Communication Making Church Matter

Starting the Conversation

June 13, 2010

Today we come to the end of our current message series, which is also the final series of our 2009-2010 season.  It was a great year of learning and growth for me and hopefully for the church as well.  

Drive was the perfect kick off to the year, because it provided a clear, simple and very practical message, which was also very relevant to the season. Getting people to begin their school year headed in the right direction was a big deal.

Forecast and Advent Conspiracy were powerfully effective in moving the congregation forward to a new place in terms of giving, stewardship and service.  What we are doing in Nigeria, what we will be doing in Haiti, and our expanding efforts here in our own city were all well served and advanced by these series. Some of the projects we are currently undertaking here at church, as well as our staff expansion is made possible by the change in  thinking that happened during these series.

You was a very successful effort to get more people into ministry as we began the new year.  That the number of “First Serves” (people giving ministry a try) soared this spring surely was not unrelated.

Sfumato was probably our most creative and interesting series ever, and it provided a powerful Lenten reflection.  It was also a terrific offering for the Crowne Plaza launch. Antidotal information provided many stories of the impact of this message in the lives of individuals and families.  I felt it had a huge impact in my own life. 

Dangerous Church was, far and away, my favorite series of the year. It combined a strong Biblical message about the church as we read about it in Acts of the Apostles, as well as an important challenge to our own church community. The challenge was to get serious about how we are church in our community.  For me, there was a palpable difference in our parish after sharing this message together.

What on earth? was a very different kind of series for us, and in some ways we struggled with it.  But through this series we took a topic we haven’t ever considered before and looked at it in a completely different way. I think more than a few people walked away rethinking their own worship.

What is the point of all these messages, and of preaching in general?  What is the point of pouring into them the effort and the time they take each week?  What is the point of prioritizing message preparation and presentation above most every other thing on my schedule?  What is the point of preaching over and over again to largely the same people who already know the basics of the Christian message?  
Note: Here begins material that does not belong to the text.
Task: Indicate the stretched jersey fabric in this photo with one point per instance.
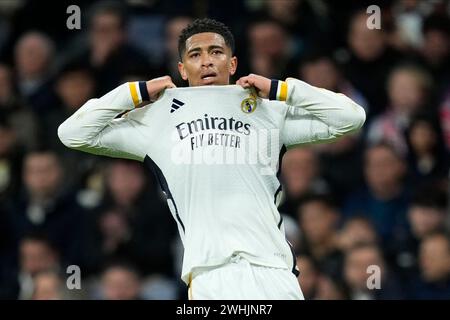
(215, 151)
Well, there is no point if nothing ever changes, if no one ever changes, if the congregation is always the same after as before, there is no point.  At best it becomes entertainment, at worst, a weekly confirmation of the lie that just because we show up we’ve got it all together.  And in between those two extremes, there is just a lot of preaching going on that doesn’t really have any point.  How many sermons have you heard that you couldn’t repeat a single thing that was said? Nothing happens, no one changes.  There is no point. That’s why the greatest value in preaching becomes brevity.
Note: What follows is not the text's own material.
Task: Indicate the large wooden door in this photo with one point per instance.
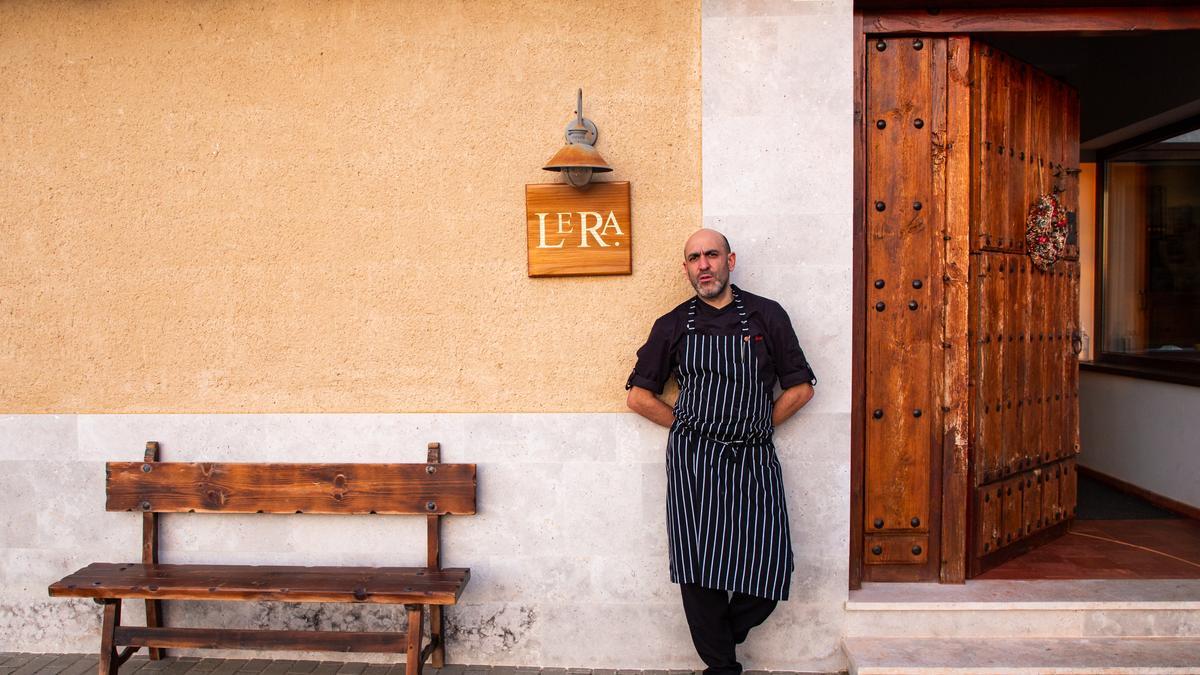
(970, 348)
(1024, 320)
Jesus preached for life change, and that’s what he asks his church to do too.  Life change is the point.

We should be preaching life change.  Sure, we need to do it in ways people can hear, yes we need to do it in ways that will engage and perhaps even entertain them.  But our message has got to be a challenging message of change or its not the Gospel. 

The weekly message ( what Catholics call the “homily” and Protestants call the “sermon” ) is sort of where the conversation about life change starts.  If I am effective in my weekend message I have started a conversation.  The biggest compliments for me aren’t the people who say “nice job.”  The biggest compliment I get is when someone tells me they were talking about the message in the car on the way home from church, or that it came up at dinner later in the week, or that it got them thinking, it got them angry, it got them reading their Bible, it got a rip roaring discussion going in their Small Group.  I started a conversation. Hopefully, that conversation eventually expands to include God.
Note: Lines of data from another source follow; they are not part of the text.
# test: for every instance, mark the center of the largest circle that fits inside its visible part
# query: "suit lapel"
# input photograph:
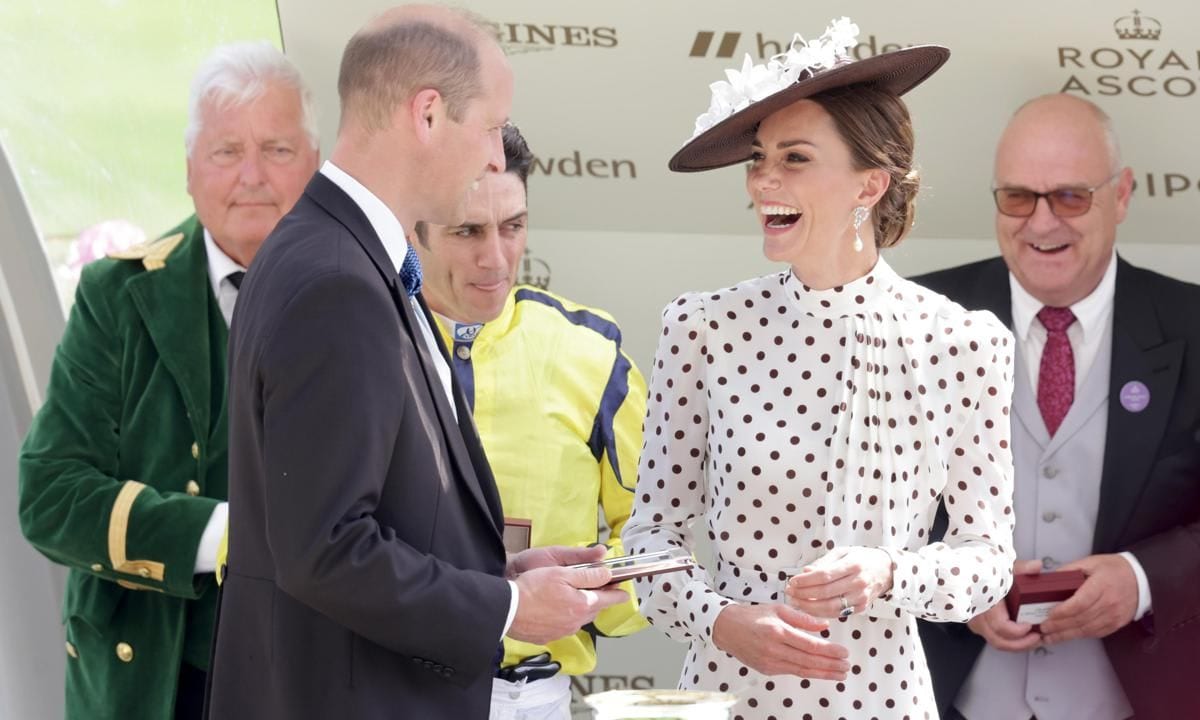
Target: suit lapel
(480, 484)
(1139, 355)
(468, 432)
(173, 303)
(993, 292)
Spiritual growth happens relationally and that is going to mean conversationally. This is what we read about in today’s Gospel reading from the 7th chapter of Luke.  Jesus strikes up two conversations: one with the “sinful” woman and another with Simon the Pharisee.  We don’t know what happened to Simon but the woman in the story definitely experiences a changed life. 

Each weekend, when we get to the message, its not meant in any sense to be the last word, its meant to start the conversation. And hopefully that conversation leads you into conversation with God, and the life change (big or small) he has in mind for you this week.